People keep asking, "Where was the Tea Party when… [Insert this or that affront to the Constitution that occurred during the Bush administration]?"
It’s a legitimate question because there were indeed many affronts to the Constitution during the Bush years and before, so I’ll answer that question:
It was simmering.
What is now called the “Tea Party Movement” has been simmering for years just below the surface of an increasingly collective and Progressive political juggernaut known as the American two party system. Future “Tea Baggers” have felt helpless and hopeless for decades over the choices they were given between candidates that would say anything to get into office and do anything to stay there, while an ever increasing percentage of the electorate became dependant on government subsidies and handouts.
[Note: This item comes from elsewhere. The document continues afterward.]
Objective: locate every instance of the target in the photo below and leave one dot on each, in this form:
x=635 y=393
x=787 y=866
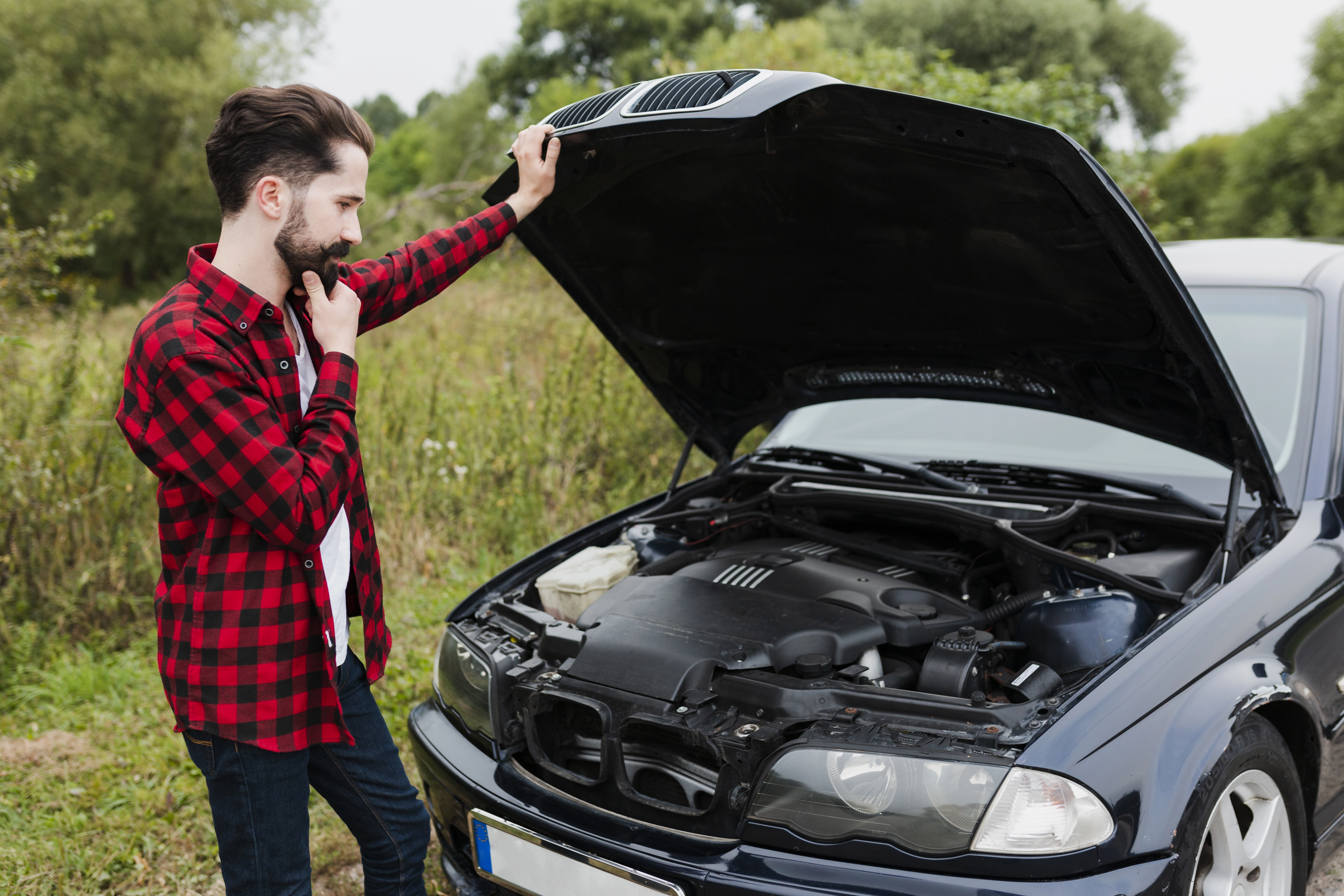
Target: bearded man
x=240 y=396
Election and re-election became dependant on pandering to those with their hands out, both rich and poor, at the expense of the middle class and the nation’s true producers.
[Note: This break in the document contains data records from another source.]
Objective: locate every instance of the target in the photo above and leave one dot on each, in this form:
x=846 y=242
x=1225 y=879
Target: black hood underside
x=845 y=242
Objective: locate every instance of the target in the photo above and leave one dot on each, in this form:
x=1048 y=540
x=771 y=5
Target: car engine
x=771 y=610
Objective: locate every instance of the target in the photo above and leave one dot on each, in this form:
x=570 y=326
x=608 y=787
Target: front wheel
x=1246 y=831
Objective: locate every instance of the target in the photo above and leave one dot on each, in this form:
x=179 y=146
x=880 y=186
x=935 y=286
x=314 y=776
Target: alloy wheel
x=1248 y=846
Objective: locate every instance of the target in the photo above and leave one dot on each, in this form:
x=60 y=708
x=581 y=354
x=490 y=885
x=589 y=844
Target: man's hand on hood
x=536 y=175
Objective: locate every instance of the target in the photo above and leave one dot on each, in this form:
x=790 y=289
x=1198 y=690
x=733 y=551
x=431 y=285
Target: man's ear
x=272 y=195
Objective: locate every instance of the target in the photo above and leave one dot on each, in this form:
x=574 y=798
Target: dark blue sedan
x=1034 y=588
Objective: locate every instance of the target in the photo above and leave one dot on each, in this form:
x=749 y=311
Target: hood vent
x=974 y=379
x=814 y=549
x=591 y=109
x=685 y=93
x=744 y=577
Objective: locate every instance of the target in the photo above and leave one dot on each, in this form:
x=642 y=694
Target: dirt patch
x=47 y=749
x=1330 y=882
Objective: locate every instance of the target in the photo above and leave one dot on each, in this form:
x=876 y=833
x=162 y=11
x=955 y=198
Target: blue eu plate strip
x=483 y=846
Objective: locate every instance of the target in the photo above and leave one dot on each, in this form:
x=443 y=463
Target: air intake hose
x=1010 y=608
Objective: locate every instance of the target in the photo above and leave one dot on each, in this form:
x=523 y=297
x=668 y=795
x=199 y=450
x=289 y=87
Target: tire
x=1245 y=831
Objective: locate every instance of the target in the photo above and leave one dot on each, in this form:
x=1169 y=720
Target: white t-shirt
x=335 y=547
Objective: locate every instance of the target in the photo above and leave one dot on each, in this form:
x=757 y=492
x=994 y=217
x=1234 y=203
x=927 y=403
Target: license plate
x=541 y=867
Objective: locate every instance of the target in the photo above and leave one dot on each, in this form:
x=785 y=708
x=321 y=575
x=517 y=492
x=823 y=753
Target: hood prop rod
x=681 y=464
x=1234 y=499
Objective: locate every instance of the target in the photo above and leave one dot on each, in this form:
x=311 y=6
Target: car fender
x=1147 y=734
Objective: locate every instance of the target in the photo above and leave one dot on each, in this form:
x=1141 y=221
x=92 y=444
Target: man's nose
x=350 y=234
Early organization of the Tea Party Movement was triggered by the Wall Street bailouts during the Bush administration and not by actions of the incoming Obama administration, but that administration feels confident in blatantly stating, in action and word, its Progressive agenda and disregard for the Constitution - partially because of the apparent mandate that brought it to power, causing it to foster a mistaken, though understandable, assumption that a majority of Americans are in favor of its agenda. This administration’s blatancy is also due to its true belief in Progressivism with enough arrogance to think that they know what’s right for America and that the End Justifies the Means, even if that fickle majority of Americans doesn’t agree.
Heretofore hopeless and helpless patriots have thus been jarred to action and what began as a small tax protest has drawn followers across the nation searching for an outlet for their frustrations, a vehicle to fight back, and a Movement that finally gives them voice. The Obama administration is not the primary cause of the Tea Party Movement; it’s simply the catalyst of its growth. The underlying cause is decades of the central government using taxpayer money to buy votes and grow itself beyond proper boundaries as defined by the Constitution. The cause is now, more than anything else, the defense of that Constitution as the Framers intended it to be interpreted.
With very few exceptions, those associated with the Tea Party Movement are not racists, religious fanatics, or “wing-nuts”. They’re conservative patriots, common citizens of the United States, who have been concerned for years about the path that their beloved country has been traveling, and they finally have a means of expressing their fears and frustrations with hope of being heard.